L’altro grande attore dello scacchiere è naturalmente l’Iran, che determina le politiche di Baghdad, influenza pesantemente quelle di Damasco, e ha un peso rilevante nelle vicende libanesi, grazie alla testa di ponte costituita da Hezbollah. E tutto sommato anche l’Iran potrebbe trovare questa dello Stato curdo nel nord dell’Iraq un’idea interessante. Perchè anche Teheran ha potenziali amici fra i Curdi iracheni (la minoritaria ma potente Unione Patriottica del Kurdistan guidata dal clan Talabani) e perchè staccare quel territorio dal resto dell’Iraq renderebbe quest’ultimo un Paese quasi integralmente sciita, scongiurando così qualsiasi rischio di ritrovarsi a Baghdad una leadership sunnita, come accaduto nei lunghi anni del dominio baathista di Saddam Hussein. Se davvero Turchia e Iran si accordassero per dare uno Stato ai Curdi, né gli Stati Uniti, né la Russia, né tantomeno l’Europa avrebbero qualcosa da obiettare. Resterebbe naturalmente aperta la questione siriana, resa addirittura più critica dalla potenziale minaccia rappresentata dalle migliaia di uomini dell’Isis che si riverserebbero in Siria in fuga dall’Iraq dopo la caduta di Mosul (e per evitarlo, alcune milizie sciite irachene starebbero preparando un attacco a Tal Afar, a ovest di Mosul, che impedirebbe questa operazione).

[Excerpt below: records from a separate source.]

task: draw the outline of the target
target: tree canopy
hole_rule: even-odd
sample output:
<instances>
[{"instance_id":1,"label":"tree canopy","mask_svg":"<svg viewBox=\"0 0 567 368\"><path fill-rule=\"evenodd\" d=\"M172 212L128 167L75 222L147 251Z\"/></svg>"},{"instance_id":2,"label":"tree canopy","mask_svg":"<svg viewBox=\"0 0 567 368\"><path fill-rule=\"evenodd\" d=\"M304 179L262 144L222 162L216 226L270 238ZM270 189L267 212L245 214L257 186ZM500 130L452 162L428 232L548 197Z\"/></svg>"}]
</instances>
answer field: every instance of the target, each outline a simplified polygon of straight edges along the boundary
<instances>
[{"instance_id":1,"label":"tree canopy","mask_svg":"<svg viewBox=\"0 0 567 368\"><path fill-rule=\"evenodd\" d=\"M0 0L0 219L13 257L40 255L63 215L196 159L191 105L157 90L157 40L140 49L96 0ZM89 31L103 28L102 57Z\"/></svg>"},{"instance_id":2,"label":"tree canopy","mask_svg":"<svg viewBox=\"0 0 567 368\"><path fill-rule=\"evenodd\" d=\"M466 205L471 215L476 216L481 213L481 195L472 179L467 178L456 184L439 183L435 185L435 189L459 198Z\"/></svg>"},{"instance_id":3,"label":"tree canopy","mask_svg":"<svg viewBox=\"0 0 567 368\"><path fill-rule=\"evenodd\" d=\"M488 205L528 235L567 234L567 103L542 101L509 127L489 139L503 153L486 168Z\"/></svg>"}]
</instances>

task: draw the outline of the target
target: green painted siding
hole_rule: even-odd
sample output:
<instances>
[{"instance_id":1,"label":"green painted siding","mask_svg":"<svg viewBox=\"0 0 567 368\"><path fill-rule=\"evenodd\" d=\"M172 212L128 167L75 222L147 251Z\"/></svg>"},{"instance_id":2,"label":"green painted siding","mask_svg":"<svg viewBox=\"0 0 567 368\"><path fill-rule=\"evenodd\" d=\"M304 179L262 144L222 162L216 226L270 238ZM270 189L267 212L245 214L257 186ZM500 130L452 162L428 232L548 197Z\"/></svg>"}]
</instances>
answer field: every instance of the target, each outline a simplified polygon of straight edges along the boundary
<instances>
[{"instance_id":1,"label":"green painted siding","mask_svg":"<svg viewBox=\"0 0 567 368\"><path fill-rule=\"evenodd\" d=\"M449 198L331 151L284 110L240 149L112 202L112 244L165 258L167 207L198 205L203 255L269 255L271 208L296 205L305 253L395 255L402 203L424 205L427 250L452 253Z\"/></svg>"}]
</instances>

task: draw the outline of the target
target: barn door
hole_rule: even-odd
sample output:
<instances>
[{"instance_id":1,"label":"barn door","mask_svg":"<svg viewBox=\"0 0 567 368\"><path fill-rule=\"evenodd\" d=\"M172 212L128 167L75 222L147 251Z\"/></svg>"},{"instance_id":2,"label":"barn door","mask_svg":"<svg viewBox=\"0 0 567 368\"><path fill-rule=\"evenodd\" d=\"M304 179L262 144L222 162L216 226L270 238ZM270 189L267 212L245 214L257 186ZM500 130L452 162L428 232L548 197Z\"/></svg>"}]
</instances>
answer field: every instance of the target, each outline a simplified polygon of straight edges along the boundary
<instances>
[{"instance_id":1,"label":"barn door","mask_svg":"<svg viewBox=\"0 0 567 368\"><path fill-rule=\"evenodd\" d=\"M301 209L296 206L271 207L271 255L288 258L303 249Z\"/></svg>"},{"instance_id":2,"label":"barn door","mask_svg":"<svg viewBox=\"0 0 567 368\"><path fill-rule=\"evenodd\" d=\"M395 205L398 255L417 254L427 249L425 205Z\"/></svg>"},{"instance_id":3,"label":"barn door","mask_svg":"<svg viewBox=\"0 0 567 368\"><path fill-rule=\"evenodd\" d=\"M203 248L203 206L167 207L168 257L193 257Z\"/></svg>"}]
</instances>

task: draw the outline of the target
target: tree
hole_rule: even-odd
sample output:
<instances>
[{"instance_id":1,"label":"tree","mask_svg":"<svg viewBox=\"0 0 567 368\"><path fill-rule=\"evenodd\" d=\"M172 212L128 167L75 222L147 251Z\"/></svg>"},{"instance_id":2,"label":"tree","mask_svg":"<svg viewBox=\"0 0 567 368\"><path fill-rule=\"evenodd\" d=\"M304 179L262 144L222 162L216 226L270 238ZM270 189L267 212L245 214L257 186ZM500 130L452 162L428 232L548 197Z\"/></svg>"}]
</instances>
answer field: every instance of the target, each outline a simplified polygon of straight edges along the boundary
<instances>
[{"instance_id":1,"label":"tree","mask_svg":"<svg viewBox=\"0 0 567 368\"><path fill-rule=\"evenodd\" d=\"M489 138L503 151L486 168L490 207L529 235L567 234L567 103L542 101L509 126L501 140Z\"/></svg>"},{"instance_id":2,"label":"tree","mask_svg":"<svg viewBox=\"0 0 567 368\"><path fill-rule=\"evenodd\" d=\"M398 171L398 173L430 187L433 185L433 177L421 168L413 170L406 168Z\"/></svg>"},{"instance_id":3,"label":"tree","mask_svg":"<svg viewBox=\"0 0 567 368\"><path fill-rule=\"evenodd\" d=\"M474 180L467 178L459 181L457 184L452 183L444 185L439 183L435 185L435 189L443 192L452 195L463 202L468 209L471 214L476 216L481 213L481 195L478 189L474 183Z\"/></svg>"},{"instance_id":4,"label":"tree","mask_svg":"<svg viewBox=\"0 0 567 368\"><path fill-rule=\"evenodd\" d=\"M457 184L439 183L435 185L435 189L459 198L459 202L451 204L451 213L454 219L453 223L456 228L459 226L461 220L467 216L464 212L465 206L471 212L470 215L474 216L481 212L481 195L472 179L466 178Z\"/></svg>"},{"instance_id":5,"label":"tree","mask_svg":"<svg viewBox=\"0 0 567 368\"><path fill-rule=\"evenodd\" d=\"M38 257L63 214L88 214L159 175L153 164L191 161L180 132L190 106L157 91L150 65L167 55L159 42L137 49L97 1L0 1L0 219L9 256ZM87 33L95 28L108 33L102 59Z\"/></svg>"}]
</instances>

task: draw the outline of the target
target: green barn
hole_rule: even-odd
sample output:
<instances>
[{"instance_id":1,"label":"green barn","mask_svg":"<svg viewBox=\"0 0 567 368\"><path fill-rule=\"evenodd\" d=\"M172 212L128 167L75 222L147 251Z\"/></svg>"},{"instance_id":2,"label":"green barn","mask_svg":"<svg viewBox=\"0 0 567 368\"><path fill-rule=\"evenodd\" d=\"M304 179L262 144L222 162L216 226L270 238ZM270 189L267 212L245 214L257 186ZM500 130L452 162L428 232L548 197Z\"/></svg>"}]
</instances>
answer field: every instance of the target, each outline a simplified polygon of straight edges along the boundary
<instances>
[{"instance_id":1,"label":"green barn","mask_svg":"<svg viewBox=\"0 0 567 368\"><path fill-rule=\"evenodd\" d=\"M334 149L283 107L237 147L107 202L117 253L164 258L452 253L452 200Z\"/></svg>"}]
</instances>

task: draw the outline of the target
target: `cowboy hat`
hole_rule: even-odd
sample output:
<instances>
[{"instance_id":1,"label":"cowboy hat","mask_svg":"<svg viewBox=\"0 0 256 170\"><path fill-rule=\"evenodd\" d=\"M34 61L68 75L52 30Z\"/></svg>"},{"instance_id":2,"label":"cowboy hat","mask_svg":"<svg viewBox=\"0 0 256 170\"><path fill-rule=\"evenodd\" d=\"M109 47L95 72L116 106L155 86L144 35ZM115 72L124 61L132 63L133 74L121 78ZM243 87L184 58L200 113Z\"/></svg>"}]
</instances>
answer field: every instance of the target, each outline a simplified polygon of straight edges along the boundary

Tuttavia, nei piani strategici iraniani l’obiettivo primario non c’è tanto il mantenimento dell’unità territoriale siriana, quanto piuttosto la creazione di una fascia di territorio che vada, senza soluzione di continuità, da Beirut in Libano ad Harat in Afghanistan. Una specie di “confederazione” sciita, naturalmente guidata dagli Ayatollah di Teheran, che controlli – oltre all’Iran – tutta la fascia settentrionale del mondo arabo. Nel caso della Siria, la parte che è di vitale interesse per l’Iran è la fascia centro-meridionale, oltre ad Aleppo e al Governatorato di Latakia. Il nord del Paese, (ma qui entriamo nel campo delle speculazioni geopolitiche) potrebbe invece essere superfluo, anche perchè difficilmente riconducibile sotto il pieno controllo di Damasco, e pertanto anche i Curdi di Siria hanno qualche carta da giocare nelle trattative che prima o poi decideranno del futuro dell’area. Oltretutto, regalare al nascituro Kurdistan qualche cantone siriano avrebbe il vantaggio di indebolire la posizione egemone del Pdk di Barzani, rendendo il nuovo Stato da un lato meno “ossequioso” nei confronti della Turchia, e dall’altro incapace di una politica unitaria che possa recare fastidio ai Paesi confinanti, Iran incluso. Mutatis mutandis, uno “stato cuscinetto”, come andava di moda in Europa nei secoli scorsi, quando le grandi potenze non si mettevano d’accordo su confini e reciproche sfere di influenza.